Bobby Fischer Teaches Chess
- Author: Bobby Fischer Stuart Margulies Donn Mosenfelder
- Language: English
- Subject: Chess
- Publisher: Basic Systems Inc, Bantam Books
- Publication date: 1966
- Publication place: United States
- Pages: 352
- ISBN: 978-0553263152

= Bobby Fischer Teaches Chess =

1966 book by Bobby Fischer

Bobby Fischer Teaches Chess is a chess puzzle book written by Bobby Fischer and co-authored by Stuart Margulies and Donn Mosenfelder, originally published in 1966. It is one of the best-selling chess books of all time with over one million copies sold.

==Overview==

The book is intended for beginners and uses a programmed learning approach, permitting readers to go back and retry each question if they give a wrong answer. Unusually for a modern chess book, it requires no knowledge of chess notation, using only diagrams with arrows and descriptions such as "rook-takes-pawn-check". The puzzles focus largely on finding checkmate; combinations involving back rank mates are particularly emphasized.

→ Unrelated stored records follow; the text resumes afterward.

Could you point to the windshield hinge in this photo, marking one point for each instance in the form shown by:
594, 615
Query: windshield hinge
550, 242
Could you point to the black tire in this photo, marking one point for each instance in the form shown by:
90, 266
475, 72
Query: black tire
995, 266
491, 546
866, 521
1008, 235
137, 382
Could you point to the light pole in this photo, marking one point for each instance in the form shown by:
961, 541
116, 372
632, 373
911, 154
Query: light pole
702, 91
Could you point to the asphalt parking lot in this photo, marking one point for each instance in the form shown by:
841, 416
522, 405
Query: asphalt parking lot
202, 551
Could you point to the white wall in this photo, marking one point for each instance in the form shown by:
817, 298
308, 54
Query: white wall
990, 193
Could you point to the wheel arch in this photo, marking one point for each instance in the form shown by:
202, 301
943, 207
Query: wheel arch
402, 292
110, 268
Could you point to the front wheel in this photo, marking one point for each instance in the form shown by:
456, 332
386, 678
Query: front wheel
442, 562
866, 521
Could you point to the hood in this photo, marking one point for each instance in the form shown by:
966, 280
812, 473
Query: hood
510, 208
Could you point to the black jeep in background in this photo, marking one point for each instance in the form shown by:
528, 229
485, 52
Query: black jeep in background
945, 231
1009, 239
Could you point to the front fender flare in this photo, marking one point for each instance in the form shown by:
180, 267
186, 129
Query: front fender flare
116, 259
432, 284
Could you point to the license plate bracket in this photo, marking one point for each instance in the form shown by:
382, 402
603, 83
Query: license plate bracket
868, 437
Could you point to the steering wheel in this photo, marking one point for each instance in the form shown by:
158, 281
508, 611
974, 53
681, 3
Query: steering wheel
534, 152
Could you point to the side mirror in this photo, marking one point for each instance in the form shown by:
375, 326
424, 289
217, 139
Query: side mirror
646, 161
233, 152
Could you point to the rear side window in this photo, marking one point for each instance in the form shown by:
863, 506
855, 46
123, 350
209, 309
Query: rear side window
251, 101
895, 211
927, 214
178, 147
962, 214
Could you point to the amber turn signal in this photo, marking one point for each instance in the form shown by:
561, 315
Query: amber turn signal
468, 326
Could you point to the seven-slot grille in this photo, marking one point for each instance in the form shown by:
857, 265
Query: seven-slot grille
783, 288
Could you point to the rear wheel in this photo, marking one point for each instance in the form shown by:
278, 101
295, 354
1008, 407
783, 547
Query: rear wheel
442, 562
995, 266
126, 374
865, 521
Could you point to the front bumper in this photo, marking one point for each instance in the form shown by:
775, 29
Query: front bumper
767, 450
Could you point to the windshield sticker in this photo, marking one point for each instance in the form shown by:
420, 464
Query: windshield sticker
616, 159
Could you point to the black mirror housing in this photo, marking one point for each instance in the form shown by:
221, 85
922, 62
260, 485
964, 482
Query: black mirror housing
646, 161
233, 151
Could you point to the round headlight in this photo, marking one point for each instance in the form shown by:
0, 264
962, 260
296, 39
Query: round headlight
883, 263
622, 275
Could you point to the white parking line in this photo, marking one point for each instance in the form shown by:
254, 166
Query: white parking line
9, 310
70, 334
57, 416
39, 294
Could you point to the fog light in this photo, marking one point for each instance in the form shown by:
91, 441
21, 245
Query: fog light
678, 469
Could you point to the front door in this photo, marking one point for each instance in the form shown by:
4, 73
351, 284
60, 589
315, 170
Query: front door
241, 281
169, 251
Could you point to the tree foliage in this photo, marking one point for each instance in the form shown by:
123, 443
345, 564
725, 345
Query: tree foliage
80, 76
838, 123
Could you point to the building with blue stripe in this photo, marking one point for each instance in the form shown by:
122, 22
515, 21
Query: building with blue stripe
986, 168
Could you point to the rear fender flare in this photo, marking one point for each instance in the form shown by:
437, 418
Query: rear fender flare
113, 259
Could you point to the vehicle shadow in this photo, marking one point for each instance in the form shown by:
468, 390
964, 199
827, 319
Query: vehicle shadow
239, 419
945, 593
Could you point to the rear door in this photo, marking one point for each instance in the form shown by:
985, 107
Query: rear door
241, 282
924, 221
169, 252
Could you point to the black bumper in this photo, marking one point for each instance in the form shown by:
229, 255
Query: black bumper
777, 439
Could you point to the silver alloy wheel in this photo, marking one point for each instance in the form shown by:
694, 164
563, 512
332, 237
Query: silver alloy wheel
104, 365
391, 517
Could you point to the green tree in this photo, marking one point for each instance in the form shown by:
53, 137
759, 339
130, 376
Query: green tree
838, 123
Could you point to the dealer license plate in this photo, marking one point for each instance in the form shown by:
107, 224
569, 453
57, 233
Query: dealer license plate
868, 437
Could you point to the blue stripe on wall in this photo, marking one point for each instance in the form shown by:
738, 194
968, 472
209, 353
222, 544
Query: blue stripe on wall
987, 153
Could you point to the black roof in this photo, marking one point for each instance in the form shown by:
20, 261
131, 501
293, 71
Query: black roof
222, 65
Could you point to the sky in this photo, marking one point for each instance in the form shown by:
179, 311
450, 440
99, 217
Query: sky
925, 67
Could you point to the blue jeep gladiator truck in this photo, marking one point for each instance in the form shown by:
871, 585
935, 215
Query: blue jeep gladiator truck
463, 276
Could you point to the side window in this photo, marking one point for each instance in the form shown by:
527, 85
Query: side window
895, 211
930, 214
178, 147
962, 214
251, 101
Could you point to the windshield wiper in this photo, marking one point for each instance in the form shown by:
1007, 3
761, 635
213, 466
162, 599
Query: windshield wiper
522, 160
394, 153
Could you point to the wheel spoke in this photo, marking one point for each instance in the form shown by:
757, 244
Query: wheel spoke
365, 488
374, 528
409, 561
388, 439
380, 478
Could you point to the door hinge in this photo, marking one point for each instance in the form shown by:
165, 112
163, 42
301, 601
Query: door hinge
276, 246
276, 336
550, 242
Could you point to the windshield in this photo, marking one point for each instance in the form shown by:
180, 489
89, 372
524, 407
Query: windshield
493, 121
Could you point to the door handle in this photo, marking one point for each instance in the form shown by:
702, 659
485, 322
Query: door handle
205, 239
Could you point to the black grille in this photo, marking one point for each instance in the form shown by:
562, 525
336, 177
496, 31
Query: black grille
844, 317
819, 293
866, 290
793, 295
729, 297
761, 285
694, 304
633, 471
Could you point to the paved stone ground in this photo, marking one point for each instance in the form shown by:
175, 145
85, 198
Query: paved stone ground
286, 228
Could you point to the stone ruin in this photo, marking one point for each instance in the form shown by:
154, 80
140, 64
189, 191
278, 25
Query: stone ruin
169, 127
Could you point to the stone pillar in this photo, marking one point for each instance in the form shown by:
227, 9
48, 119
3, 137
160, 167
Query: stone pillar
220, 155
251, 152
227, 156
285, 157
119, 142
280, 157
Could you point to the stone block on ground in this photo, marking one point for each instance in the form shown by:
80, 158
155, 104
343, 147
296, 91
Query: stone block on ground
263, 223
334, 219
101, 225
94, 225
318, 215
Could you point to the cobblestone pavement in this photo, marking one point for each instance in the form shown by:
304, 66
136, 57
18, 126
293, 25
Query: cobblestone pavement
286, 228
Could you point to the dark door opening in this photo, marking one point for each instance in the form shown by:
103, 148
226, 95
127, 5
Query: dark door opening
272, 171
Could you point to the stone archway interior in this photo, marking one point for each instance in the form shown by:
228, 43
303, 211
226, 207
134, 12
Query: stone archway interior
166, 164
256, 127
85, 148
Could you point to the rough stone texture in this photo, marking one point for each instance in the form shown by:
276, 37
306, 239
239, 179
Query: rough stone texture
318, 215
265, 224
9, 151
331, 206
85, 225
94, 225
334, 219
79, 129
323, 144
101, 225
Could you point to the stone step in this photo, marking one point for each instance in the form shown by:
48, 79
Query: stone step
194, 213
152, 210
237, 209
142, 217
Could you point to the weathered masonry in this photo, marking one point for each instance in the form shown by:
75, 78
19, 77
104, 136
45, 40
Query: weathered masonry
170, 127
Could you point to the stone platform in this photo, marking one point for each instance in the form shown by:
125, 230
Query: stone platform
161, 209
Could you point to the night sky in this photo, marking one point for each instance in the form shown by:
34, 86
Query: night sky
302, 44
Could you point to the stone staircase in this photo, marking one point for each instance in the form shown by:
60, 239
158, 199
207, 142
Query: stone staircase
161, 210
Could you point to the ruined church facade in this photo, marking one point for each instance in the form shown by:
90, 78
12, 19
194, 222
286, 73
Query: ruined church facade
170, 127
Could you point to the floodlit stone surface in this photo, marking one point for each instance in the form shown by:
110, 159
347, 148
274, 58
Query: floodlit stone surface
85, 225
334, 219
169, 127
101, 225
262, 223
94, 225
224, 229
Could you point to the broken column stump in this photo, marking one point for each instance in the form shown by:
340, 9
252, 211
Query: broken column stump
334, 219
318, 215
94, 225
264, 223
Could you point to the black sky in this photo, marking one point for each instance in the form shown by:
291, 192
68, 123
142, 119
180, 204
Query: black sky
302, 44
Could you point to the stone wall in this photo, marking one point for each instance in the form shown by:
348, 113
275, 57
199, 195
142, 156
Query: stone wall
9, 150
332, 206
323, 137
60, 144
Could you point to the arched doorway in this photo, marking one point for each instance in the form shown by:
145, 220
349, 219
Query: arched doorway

The book begins with an explanation of the rules of chess, followed by six chapters:

 Introduction: How to Play Chess
1. Elements of Checkmate
2. The Back-Rank Mates
3. Back-Rank Defenses and Variations
4. Displacing Defenders
5. Attacks on the Enemy Pawn Cover
6. Final Review

The text includes 19 examples adapted from Fischer's real games played between 1957 and 1965. The examples are variously presented as chapter-ending lessons, problems involving board positions which actually occurred in the cited games, or otherwise as close variations which could have occurred (but didn't) in the real games, to illustrate simple themes. Problem No. 22 was adapted from Fischer–Larsen, Yugoslavia 1958, with White to move and mate. The real game's closest and penultimate position was 30...Rd8, a matching position except for White's queen at d2 and Black's bishop at f6; the variation [31.Qh6+ Bg7] is an example of arriving at the book's position.

The cover of the book shows Fischer using his favorite Dubrovnik chess set.

==Publishing history==
The book was originally published in 1966 by Basic Systems Inc, a subsidiary of Xerox. A paperback edition was published by Bantam Books in 1967 and sold 10,000 copies by early 1972. Due to the interest in the 1972 Fischer–Spassky World Championship match, the book was reprinted eight times that year alone.

In 1994, Interplay Entertainment released a computer chess program of the same name based on the book. The software received mixed reviews, PC Gamer noting the "ugly 2-D board" and Entertainment Weekly describing the lessons as "humorless... dogmatic, and fearsome".

==Authorship==
The extent of Fischer's involvement in the book has been questioned. Andrew Soltis writes that Fischer "contributed some ideas, but chiefly his name". Brady says that Fischer concentrated on working on it after the Capablanca Memorial chess tournament in 1965 and that Mosenfelder, Margulies, and Leslie Ault, who were all strong players, as well as educational experts, "helped him in outlining and editing the work". According to Margulies, Fischer wanted a high-quality work free of any errors, so Michael Valvo and Raymond Weinstein were brought in as proofreaders.

==Reception==
Chiefly due to its accessibility for beginners and Fischer's high public profile, the book sold an estimated one million copies. It is difficult to determine chess book sales with certainty, but this figure, based on the royalty payments made to co-author Stuart Margulies, makes it a candidate for best-selling chess book of all time. In October 1972, following Fischer's victory in the World Championship, the Bantam edition appeared on The New York Times best-seller list at No. 2 on the general paperback list. It remained in this position for four weeks.

Frank Brady, who was hired by Basic Systems as a promotional consultant, later said the book "lacked color or even a fleeting glimpse into the real way Bobby's mental processes work" and that it "was not ... one of the great introductory chess treatises of modern times". The Times Literary Supplement, reviewing a 1973 British edition, criticized Fischer's grammar as well as the lack of content, which they said could have been compressed to fifty pages.

==Popular culture==
- The book is referenced in Janet Fitch's novel White Oleander.